Are we living in a sustainable world? Let’s use Deep Learning (SOM)to find answers.

Ravi Dahiya
Analytics Vidhya
Published in
7 min readDec 24, 2019

Sustainable world is the outcome of the sustainable development strategies and implementation. Major factors, such as human population size, biosphere robustness, resource stock, food supply, and environmental quality must remain in balance, on a global scale.
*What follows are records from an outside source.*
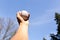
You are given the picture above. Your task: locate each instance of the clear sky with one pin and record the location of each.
(42, 12)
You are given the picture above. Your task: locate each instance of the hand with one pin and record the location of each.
(20, 19)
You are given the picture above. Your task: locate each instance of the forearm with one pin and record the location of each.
(22, 33)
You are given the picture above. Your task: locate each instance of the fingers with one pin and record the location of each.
(19, 16)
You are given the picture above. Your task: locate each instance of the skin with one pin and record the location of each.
(22, 32)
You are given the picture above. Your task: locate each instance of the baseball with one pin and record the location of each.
(25, 15)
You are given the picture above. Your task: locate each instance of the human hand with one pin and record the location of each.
(23, 17)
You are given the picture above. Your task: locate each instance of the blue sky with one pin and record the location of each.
(42, 15)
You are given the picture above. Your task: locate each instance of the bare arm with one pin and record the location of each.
(22, 32)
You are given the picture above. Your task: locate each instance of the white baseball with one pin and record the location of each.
(24, 12)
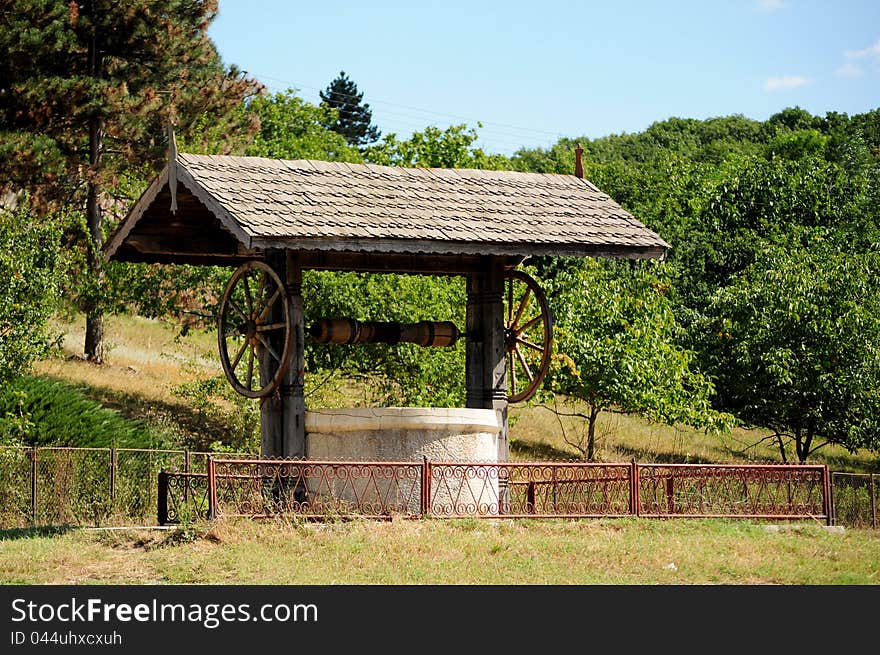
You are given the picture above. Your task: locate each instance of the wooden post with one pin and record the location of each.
(485, 363)
(34, 473)
(162, 500)
(282, 415)
(271, 419)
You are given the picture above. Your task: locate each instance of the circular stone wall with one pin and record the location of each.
(403, 434)
(410, 434)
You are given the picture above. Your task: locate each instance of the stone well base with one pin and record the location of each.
(407, 434)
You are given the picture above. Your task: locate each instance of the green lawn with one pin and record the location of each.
(445, 552)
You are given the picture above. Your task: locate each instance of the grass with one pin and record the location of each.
(148, 362)
(602, 552)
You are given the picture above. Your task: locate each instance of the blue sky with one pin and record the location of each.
(532, 72)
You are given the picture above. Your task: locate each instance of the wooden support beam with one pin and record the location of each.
(485, 361)
(271, 408)
(292, 390)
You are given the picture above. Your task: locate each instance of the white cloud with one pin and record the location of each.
(769, 6)
(871, 52)
(849, 69)
(785, 82)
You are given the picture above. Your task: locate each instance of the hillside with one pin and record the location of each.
(172, 389)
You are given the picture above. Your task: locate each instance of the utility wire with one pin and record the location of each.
(485, 124)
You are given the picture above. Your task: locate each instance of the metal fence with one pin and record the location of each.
(855, 497)
(262, 488)
(107, 486)
(86, 486)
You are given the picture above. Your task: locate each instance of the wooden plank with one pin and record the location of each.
(485, 361)
(293, 392)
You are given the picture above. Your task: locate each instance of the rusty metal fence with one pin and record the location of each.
(855, 498)
(107, 486)
(86, 486)
(263, 488)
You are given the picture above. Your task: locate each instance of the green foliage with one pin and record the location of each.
(88, 89)
(796, 350)
(37, 411)
(617, 347)
(435, 148)
(29, 259)
(352, 117)
(291, 128)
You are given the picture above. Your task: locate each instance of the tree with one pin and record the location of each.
(435, 148)
(87, 90)
(354, 118)
(616, 345)
(795, 347)
(291, 128)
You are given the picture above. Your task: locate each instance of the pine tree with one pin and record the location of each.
(87, 88)
(354, 118)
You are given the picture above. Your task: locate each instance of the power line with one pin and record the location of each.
(531, 130)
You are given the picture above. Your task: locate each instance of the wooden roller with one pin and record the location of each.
(434, 334)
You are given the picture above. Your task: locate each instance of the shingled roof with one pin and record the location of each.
(248, 204)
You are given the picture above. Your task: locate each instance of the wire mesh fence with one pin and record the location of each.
(108, 486)
(261, 488)
(856, 497)
(86, 486)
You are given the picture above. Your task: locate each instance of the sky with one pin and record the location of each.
(530, 72)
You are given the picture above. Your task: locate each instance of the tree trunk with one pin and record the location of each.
(94, 341)
(591, 432)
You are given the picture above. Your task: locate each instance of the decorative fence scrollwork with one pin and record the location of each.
(263, 488)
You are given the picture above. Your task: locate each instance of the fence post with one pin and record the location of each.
(34, 485)
(826, 496)
(873, 502)
(186, 471)
(634, 492)
(425, 508)
(112, 476)
(162, 500)
(212, 490)
(530, 497)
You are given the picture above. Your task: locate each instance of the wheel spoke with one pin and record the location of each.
(233, 331)
(512, 369)
(239, 355)
(237, 310)
(247, 295)
(269, 348)
(531, 323)
(269, 303)
(521, 308)
(261, 287)
(522, 361)
(250, 383)
(529, 344)
(510, 302)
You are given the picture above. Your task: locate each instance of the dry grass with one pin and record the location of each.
(147, 359)
(143, 357)
(619, 551)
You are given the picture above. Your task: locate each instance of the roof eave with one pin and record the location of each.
(406, 246)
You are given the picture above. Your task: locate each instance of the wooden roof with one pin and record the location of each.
(233, 208)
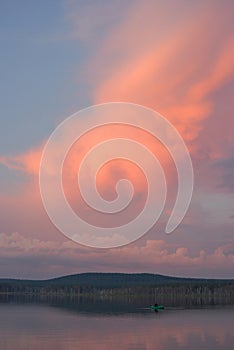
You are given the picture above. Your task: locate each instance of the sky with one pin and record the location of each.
(175, 57)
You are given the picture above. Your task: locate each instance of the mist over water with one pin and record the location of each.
(53, 323)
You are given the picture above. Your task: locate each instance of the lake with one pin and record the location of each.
(98, 326)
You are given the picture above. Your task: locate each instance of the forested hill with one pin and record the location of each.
(114, 280)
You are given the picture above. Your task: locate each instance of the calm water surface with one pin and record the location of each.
(38, 327)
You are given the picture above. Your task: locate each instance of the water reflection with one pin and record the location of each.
(55, 326)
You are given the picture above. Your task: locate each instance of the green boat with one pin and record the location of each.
(158, 307)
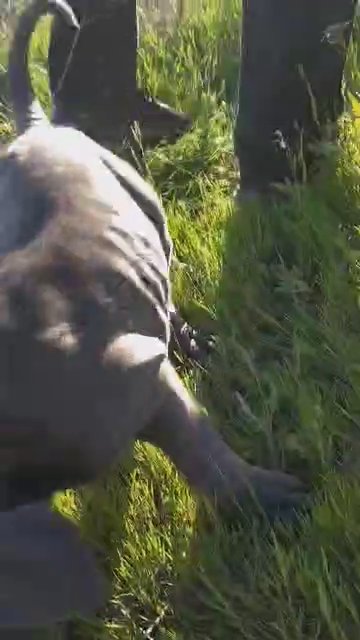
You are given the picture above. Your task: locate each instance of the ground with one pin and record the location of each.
(279, 286)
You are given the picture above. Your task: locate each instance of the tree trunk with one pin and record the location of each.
(290, 83)
(100, 82)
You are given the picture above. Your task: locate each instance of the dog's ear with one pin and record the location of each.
(47, 573)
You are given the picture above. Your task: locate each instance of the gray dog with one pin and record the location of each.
(84, 330)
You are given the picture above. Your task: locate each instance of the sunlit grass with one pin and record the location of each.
(280, 287)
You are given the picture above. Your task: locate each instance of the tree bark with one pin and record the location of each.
(101, 79)
(290, 83)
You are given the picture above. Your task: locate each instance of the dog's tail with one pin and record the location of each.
(47, 573)
(27, 108)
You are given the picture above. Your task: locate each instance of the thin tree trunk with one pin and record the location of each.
(290, 83)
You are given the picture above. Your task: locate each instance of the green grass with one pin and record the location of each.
(280, 287)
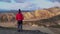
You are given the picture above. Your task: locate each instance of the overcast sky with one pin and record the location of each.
(28, 4)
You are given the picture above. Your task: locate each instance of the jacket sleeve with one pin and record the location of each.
(22, 17)
(16, 17)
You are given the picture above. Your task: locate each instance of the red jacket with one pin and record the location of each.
(19, 16)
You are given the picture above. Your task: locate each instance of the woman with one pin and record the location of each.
(19, 18)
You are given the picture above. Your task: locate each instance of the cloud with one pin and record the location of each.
(5, 1)
(54, 0)
(28, 4)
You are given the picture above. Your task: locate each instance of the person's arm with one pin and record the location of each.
(22, 17)
(16, 17)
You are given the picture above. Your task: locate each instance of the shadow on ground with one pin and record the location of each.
(14, 31)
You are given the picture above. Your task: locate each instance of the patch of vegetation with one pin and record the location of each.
(55, 26)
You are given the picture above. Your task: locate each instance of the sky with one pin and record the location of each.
(28, 4)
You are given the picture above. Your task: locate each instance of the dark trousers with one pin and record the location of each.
(20, 23)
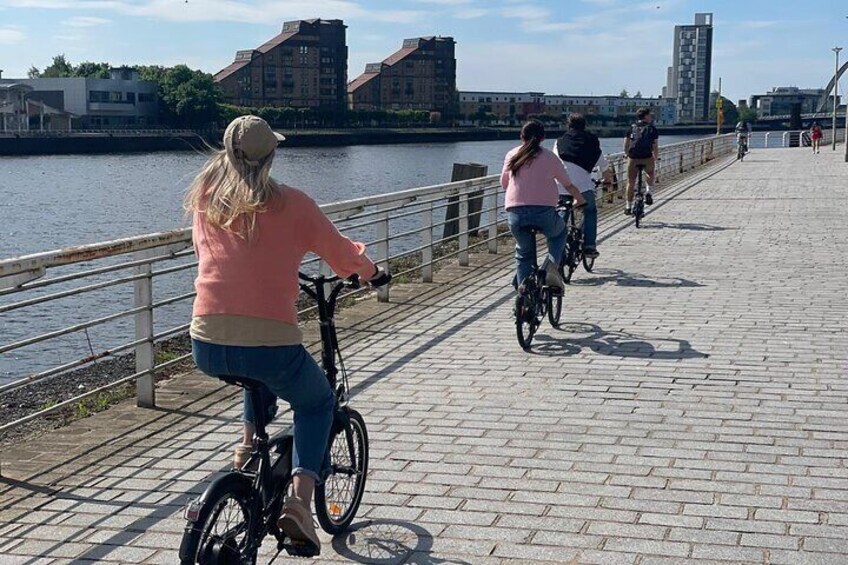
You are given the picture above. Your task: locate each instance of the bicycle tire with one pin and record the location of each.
(334, 518)
(525, 317)
(194, 549)
(554, 308)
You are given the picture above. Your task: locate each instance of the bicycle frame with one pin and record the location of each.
(326, 317)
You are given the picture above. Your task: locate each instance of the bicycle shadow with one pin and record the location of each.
(620, 278)
(389, 542)
(614, 344)
(685, 227)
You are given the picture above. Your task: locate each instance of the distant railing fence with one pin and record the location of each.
(86, 284)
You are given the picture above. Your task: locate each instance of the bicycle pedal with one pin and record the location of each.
(299, 549)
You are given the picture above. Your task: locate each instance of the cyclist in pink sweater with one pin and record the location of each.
(251, 233)
(530, 175)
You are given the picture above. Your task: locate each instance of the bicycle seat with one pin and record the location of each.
(243, 382)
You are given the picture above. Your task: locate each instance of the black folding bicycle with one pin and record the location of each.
(228, 522)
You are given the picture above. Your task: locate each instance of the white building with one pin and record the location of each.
(121, 100)
(514, 107)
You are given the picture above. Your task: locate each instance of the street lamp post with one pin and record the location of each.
(835, 90)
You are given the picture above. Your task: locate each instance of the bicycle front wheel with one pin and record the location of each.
(554, 308)
(220, 530)
(525, 320)
(337, 498)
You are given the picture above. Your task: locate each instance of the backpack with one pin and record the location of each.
(641, 141)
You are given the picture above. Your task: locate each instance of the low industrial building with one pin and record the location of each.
(783, 99)
(511, 108)
(117, 102)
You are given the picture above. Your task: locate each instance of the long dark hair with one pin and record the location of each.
(532, 135)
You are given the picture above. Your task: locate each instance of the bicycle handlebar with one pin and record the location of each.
(353, 281)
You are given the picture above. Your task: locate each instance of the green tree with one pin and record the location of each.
(187, 98)
(59, 68)
(731, 114)
(87, 69)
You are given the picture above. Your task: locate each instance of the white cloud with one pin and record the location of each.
(86, 21)
(243, 11)
(470, 13)
(11, 35)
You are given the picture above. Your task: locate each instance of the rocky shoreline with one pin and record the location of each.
(34, 397)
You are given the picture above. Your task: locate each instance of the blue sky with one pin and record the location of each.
(555, 46)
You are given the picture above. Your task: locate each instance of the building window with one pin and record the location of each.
(98, 96)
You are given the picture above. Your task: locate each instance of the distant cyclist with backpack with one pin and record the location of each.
(816, 136)
(641, 145)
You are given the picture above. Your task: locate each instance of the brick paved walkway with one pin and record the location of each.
(692, 409)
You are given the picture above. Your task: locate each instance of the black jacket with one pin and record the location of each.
(579, 147)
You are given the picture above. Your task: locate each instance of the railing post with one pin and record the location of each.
(427, 244)
(144, 355)
(493, 219)
(325, 270)
(383, 253)
(464, 259)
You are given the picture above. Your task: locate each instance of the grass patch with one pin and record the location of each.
(100, 402)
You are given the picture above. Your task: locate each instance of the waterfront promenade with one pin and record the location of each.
(693, 407)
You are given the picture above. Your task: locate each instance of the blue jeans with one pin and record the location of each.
(290, 373)
(522, 221)
(590, 220)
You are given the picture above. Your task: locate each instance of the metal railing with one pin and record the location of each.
(146, 282)
(118, 132)
(794, 138)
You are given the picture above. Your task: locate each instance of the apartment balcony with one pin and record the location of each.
(112, 107)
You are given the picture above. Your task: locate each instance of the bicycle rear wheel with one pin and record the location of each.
(525, 320)
(338, 497)
(221, 530)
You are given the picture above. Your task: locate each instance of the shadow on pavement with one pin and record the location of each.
(389, 542)
(620, 278)
(613, 344)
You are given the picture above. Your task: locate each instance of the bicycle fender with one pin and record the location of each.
(197, 509)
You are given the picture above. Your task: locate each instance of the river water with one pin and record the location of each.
(57, 201)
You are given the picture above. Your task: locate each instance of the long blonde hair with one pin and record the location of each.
(230, 194)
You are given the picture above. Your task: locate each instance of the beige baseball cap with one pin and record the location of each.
(249, 139)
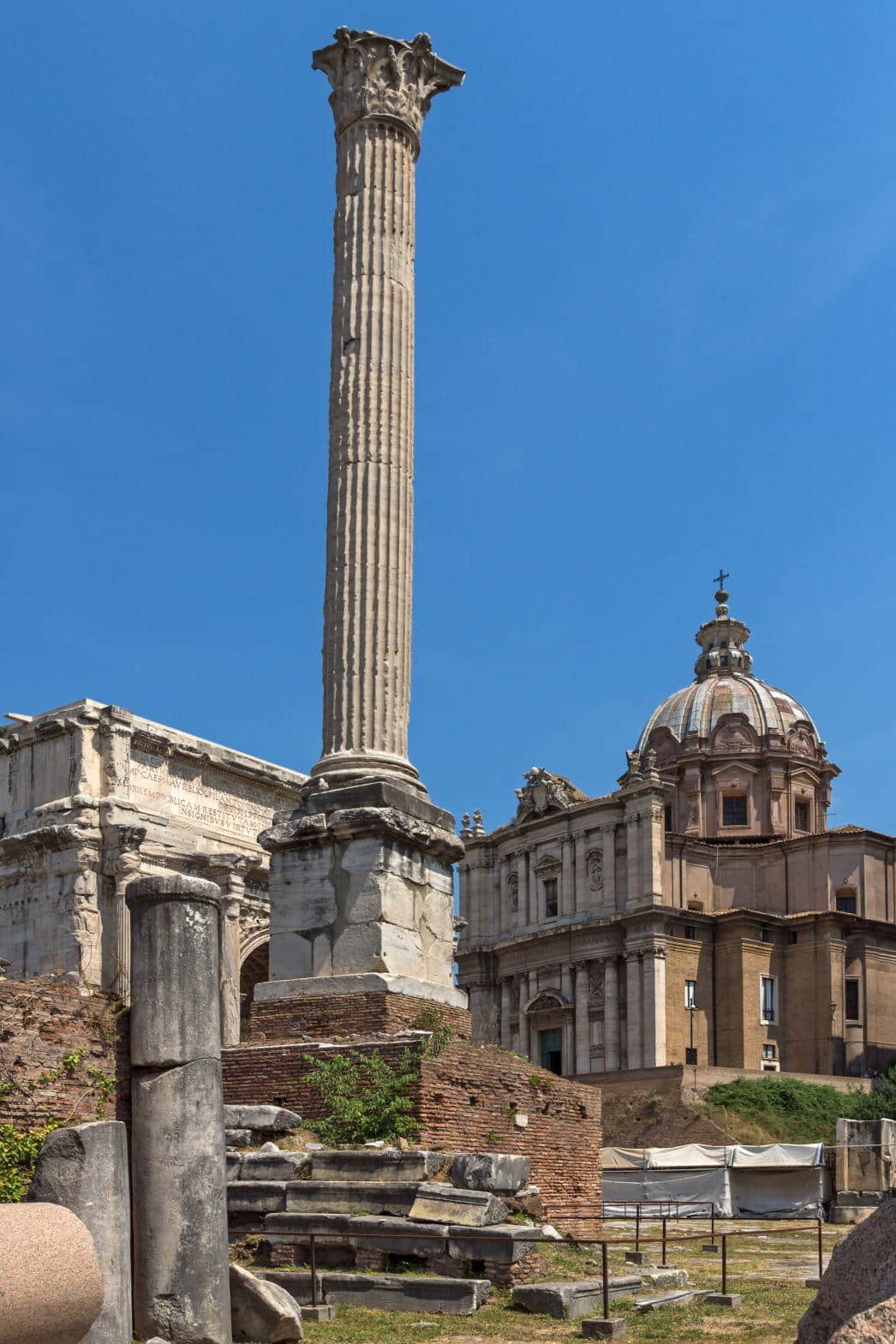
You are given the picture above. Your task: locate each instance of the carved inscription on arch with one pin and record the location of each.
(203, 795)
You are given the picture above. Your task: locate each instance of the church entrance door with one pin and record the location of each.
(551, 1050)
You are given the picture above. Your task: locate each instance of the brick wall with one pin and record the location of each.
(466, 1097)
(42, 1020)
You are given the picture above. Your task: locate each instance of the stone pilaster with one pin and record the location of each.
(609, 867)
(229, 871)
(634, 1019)
(124, 869)
(654, 1008)
(582, 892)
(507, 988)
(567, 878)
(523, 1042)
(582, 1019)
(612, 1048)
(382, 92)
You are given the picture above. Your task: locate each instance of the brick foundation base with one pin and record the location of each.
(469, 1098)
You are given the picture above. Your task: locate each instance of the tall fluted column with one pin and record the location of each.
(382, 92)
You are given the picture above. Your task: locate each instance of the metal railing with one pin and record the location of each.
(481, 1234)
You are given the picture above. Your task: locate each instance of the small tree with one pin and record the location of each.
(366, 1097)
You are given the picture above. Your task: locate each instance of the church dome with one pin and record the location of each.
(699, 708)
(725, 684)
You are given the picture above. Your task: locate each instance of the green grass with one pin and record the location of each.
(782, 1109)
(768, 1269)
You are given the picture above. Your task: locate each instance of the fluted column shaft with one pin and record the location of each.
(382, 92)
(367, 607)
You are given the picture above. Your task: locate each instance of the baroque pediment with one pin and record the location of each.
(544, 791)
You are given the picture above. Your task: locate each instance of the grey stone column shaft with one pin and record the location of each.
(182, 1287)
(382, 92)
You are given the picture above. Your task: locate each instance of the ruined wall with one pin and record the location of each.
(468, 1098)
(43, 1023)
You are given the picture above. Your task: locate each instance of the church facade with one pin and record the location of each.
(702, 913)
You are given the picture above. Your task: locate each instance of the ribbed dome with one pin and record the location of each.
(700, 706)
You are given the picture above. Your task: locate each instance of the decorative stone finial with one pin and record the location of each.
(383, 77)
(723, 639)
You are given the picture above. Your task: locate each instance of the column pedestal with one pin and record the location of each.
(361, 895)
This state of balance must last long enough so that it will not be merely a blip on the curve of unsustainable growth . Even though we might not really attain that balance, we must move in that direction if humanity and the ecosystem are to survive.

Because the Earth is a closed system, a sustainable world is not compatible with “sustainable growth” . A closed system might conceivably accommodate “sustainable development,” a term popularized by the World Commission on Environment and Development (1987; the “Brundtland Commission”).

Why Environmental Sustainability?

Environmental sustainability is concerned with whether environmental resources will be protected and maintained for future generations.Environmental sustainability is concerned with issues such as:

  • Long-term health of ecosystems. Protecting the long-term productivity and health of resources to meet future economic and social needs, e.g. protecting food supplies, farmland and fishing stocks.
  • Intergenerational decision making. When making economic decisions, we should focus on implications for future generations, and not just the present moment. For example, burning coal gives a short-term benefit of cheaper energy, but the extra pollution imposes costs on future generations.
  • Renewable resources: Diversifying into energy sources that do not rely on non-renewable resources. For example, solar and wind power.
  • Prevent the consequences of man-made global warming. Policies to ensure the environment of the planet does not deteriorate to a point where future generations face water shortages, extreme weather events, excess temperature. — All factors that could make living in parts of the world very difficult if not possible.
  • Protection of species diversity and ecological structure. Sometimes medicines require elements within specific plant species. If some species go extinct, it limits future technological innovation.
  • Treating environmental resources as if they have intrinsic rights and value. In other words, we shouldn’t just rely on a monetary value, i.e. we should protect rainforests because they deserve to be protected rather than using a cost-benefit analysis of whether we gain financially from protecting rainforests.
  • Targetting social welfare, happiness and environmental sustainability above crude measures of progress such as GDP.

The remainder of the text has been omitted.